Alzheimer’s ‘mini-brains’ engineered from patient cells manifest key symptom just like humans do

Scripps Research team establishes cerebral organoids as a relevant research model for Alzheimer’s disease.

December 12, 2019


LA JOLLA, CA — Scientists at Scripps Research report for the first time that Alzheimer’s patient-derived stem cells, which are engineered to become “mini-brains” for lab research, manifest excessive seizure-like electrical activity just like human patients with the disease.

The findings establish cerebral organoids as a relevant research model for early-stage Alzheimer’s and provide valuable insights into the mechanisms of hyperexcitability in brain cells.

Neuron hyperactivity is associated with Alzheimer’s disease progression, but its mechanisms have not been fully understood when studied in animals. Mini-brains created with stem cells from actual patients provides a “human context” that leads to a better understanding of the disease. The study appears in eLIFE.

The research team, led by Swagata Ghatak, PhD, a postdoctoral fellow in the Scripps laboratory of Stuart Lipton, MD, PhD, discovered that the abnormal electrical activity seen in the brain is caused by altered excitability and dysfunctional nerve cell synapses, the connections for communication between nerve cells. This disruption of synapses is the root cause for the loss of memory and cognitive abilities among patients with Alzheimer’s disease.

“The findings now permit us to develop drugs to combat synapse dysfunction and memory loss in Alzheimer’s patients,” says Lipton, the Hannah and Eugene Step Chair and a professor at Scripps Research. “We will be publishing research on such a drug in the near future.”

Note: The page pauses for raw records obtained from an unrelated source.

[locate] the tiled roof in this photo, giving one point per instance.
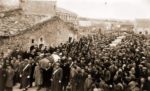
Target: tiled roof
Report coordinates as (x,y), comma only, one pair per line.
(65,11)
(13,25)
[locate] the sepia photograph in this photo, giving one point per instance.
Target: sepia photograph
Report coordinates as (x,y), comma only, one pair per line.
(74,45)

The 3-D cerebral organoids, also referred to as “mini-brains in a dish,” were developed using human induced pluripotent stem cells, or hiPSCs, from people with Alzheimer’s disease. hiPCs are derived from skin or blood cells that have been reprogrammed into an embryonic-like state; the cells can then be guided to become any type of human cell, including neurons, for therapeutic or research purposes.

In the study, Lipton and his team generated one set of dysfunctional mini-brains using cells that have a gene mutation that causes Alzheimer’s. A control set of mini-brains was produced using the genetic editing technique known as CRISPR to correct the mutation. This process yielded what's termed “isogenic cells,” that is, nerve cells in which every gene is identical except the one that causes Alzheimer’s.

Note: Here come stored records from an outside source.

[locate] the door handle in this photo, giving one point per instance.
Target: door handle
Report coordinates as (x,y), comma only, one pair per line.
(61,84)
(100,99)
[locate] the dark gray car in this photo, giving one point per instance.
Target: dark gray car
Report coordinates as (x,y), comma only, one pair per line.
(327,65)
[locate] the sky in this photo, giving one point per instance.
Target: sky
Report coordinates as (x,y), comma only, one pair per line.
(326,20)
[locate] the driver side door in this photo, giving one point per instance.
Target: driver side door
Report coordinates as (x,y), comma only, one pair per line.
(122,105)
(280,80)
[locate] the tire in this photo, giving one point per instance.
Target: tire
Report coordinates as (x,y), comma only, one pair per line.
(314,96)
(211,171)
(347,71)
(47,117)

Authors of the study, “Mechanisms of hyperexcitability in Alzheimer’s disease hiPSC-derived neurons and cerebral organoids vs. isogenic controls,” include Swagata Ghatak, Nima Dolatabadi, Dorit Trudler, XiaoTong Zhang, Yin Wu, Madhav Mohata, Rajesh Ambasudhan, Maria Talantova and Stuart A. Lipton. 

This work was supported in part by the National Institutes of Health (grants P01 HD29587, DP1 DA041722, R01 NS086890, R01 578 AG056259, RF1 AG057409) and the National Institute of Neurological Disorders and Stroke Core (grant P30 NS076411).